I agree with those who are staggered at Simon Watts' comment about meeting NZ's 2030 target (our interim Paris target): To reiterate, Watts says "The challenge is, and I've got to be realistic and up front, even if we did everything that I could do today in the next 65 months, because time is my biggest challenge really, what can you do in 65 months?”

So, he's moved quite cynically from recently reiterating that NZ is committed to the 2030 target, even if it means buying international units at high prices, to now saying it's unattainable, and asking rhetorically, "what can you do?" to reduce gross emissions over the next 5 years. Some of us were worried that he might make this this shift, in our submissions on the Government's 2nd draft Emissions Reduction Plan.
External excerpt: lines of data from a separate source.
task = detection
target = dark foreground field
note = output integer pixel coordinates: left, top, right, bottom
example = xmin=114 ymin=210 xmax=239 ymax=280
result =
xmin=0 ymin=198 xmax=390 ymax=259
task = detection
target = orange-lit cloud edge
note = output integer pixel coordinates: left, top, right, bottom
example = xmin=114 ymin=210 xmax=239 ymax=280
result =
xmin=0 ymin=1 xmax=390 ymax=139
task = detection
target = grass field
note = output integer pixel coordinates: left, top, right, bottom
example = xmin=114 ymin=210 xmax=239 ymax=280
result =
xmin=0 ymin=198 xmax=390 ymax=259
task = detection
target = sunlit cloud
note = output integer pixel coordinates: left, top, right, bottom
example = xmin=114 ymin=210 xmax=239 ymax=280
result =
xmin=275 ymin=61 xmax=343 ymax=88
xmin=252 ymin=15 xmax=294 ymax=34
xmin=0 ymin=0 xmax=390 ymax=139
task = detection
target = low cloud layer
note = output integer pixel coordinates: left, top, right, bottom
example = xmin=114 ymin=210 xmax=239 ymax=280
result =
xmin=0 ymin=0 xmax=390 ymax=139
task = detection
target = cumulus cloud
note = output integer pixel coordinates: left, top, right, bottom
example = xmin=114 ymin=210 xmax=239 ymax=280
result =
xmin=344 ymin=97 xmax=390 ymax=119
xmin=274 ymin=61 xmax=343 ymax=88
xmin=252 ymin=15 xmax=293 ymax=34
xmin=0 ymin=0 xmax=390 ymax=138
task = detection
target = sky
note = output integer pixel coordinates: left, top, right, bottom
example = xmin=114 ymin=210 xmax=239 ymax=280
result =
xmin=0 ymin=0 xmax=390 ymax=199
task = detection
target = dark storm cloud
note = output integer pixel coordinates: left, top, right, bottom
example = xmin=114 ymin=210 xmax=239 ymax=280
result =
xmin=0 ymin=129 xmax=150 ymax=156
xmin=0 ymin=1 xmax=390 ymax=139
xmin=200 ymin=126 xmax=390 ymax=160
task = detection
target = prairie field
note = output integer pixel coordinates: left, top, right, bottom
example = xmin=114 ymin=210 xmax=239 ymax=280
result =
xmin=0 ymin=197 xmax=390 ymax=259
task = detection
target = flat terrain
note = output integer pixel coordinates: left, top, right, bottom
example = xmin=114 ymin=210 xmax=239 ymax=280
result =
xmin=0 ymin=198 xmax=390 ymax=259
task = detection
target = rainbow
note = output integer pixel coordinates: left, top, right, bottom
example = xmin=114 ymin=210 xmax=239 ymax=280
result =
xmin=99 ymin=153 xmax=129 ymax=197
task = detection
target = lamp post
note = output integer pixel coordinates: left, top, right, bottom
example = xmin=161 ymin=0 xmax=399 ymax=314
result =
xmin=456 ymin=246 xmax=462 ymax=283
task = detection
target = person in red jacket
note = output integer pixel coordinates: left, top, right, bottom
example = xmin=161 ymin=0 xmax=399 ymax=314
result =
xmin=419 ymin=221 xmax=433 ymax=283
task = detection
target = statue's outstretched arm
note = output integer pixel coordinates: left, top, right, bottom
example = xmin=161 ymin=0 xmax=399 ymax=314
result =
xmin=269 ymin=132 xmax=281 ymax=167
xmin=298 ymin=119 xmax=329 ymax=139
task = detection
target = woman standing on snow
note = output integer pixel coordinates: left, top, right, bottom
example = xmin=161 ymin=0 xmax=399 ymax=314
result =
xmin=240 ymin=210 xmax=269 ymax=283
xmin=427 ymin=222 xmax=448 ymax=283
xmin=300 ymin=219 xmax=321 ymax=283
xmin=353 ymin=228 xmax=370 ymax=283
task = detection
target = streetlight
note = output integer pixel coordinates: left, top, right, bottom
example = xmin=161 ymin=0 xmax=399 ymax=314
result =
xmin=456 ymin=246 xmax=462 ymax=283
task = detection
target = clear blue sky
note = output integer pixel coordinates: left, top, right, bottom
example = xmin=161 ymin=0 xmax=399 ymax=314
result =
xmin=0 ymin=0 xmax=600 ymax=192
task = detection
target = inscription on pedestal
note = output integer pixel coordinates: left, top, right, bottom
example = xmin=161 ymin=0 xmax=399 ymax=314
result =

What's most grating is that Watts claims the Govt "didn't inherit a plan when we came in that would have hit that target" - this is quite misleading as the Climate Change Commission gave them a credible plan on 22 November 2023 --see p.140 of the Advice given to the Govt on that date. That plan involved things like "increased EV uptake and shifting to low-carbon transport".

Because his Govt did not decide to accept the plan, their options were reduced to either buying costly units overseas, or reneging on the 2030 target. They are now clearly heading for the reneg option, the slippery and unconscionable way out.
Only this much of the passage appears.